Esto explica por qué las experiencias de competencia generalizada de escuelas primarias y secundarias a partir del sistema de vouchers (cheques de educación que los padres dan a la escuela elegida) que promovió la administración Bush produjo resultados decepcionantes en términos de mejora de la calidad del servicio educativo y de los resultados escolares.
En cambio, los costos a pagar al generar esa competencia pueden ser claros e inmediatos, en particular para las escuelas desfavorecidas que se hundirán aún más en la «guetización» social.
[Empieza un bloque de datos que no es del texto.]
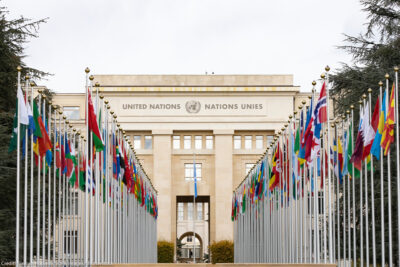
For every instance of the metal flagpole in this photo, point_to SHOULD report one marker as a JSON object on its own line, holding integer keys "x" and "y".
{"x": 389, "y": 185}
{"x": 44, "y": 191}
{"x": 18, "y": 174}
{"x": 32, "y": 182}
{"x": 353, "y": 188}
{"x": 26, "y": 179}
{"x": 87, "y": 172}
{"x": 49, "y": 194}
{"x": 372, "y": 192}
{"x": 396, "y": 70}
{"x": 364, "y": 96}
{"x": 361, "y": 201}
{"x": 329, "y": 173}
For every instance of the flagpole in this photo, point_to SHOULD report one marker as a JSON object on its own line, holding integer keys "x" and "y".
{"x": 86, "y": 171}
{"x": 364, "y": 96}
{"x": 396, "y": 70}
{"x": 329, "y": 166}
{"x": 194, "y": 207}
{"x": 18, "y": 174}
{"x": 44, "y": 190}
{"x": 361, "y": 201}
{"x": 389, "y": 184}
{"x": 32, "y": 181}
{"x": 372, "y": 192}
{"x": 26, "y": 179}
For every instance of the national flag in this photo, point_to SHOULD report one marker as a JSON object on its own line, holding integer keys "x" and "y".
{"x": 388, "y": 131}
{"x": 376, "y": 145}
{"x": 44, "y": 143}
{"x": 93, "y": 126}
Imaginar que las modestas ventajas en materia de eficacia que podemos obtener con la competencia generalizada entre escuelas primarias puede compensar tales desventajas es poco serio. Varios estudios (algunos discutibles, por cierto —la economía de la educación no es una ciencia exacta—, pero todos serios) sugieren que una política de orientación selectiva a favor de las escuelas desfavorecidas podría tener efectos tangibles. Por ejemplo, reducir a 17 el número de alumnos por aula en los primeros dos grados en las zonas de educación prioritaria (ZEP) en lugar de los actuales 22 y contra los 23 fuera de las ZEP permitiría disminuir cerca de un 45% la disparidad en los exámenes de matemática al comienzo del tercer grado, en las ZEP y fuera de ellas.
Pero sobre todo, este legítimo debate sobre la competencia en el campo de la educación perderá completamente su norte si continúa focalizándose en el nivel primario y el secundario, que funcionan bastante bien en Francia. Ya bajo el gobierno de Jospin, el entonces ministro Claude Allègre había desperdiciado inútilmente su capital político emprendiendo una guerra contra lo que denominó «el mamut», cuando la prioridad debería haber sido la reforma de la educación superior. Por una razón muy simple: a diferencia del primario, y en gran medida también del secundario, el nivel superior se compone de una diversidad infinita de carreras en perpetua renovación, que se corresponden con las necesidades de los estudiantes, las transformaciones del mercado de trabajo o los avances de la investigación, imprevisibles por naturaleza. La educación superior se parece más al sector de la creación artística y se adecua mal a las estructuras «sovietoides» y a las relaciones pueriles y burocráticas actualmente vigentes entre el Estado y este tipo de establecimientos. Solo organizando una competencia regulada entre establecimientos responsables y autónomos podremos tener una educación superior envidiada por el resto del mundo, como sucede con nuestro sistema de salud, sector que supimos sostener, pero de manera inteligente, en las fuerzas de la competencia (si la medicina liberal hubiera corrido en 1945 la misma suerte que en Inglaterra, la situación no sería la misma). El camino será largo, pero es tiempo de que este tema forme parte del debate presidencial.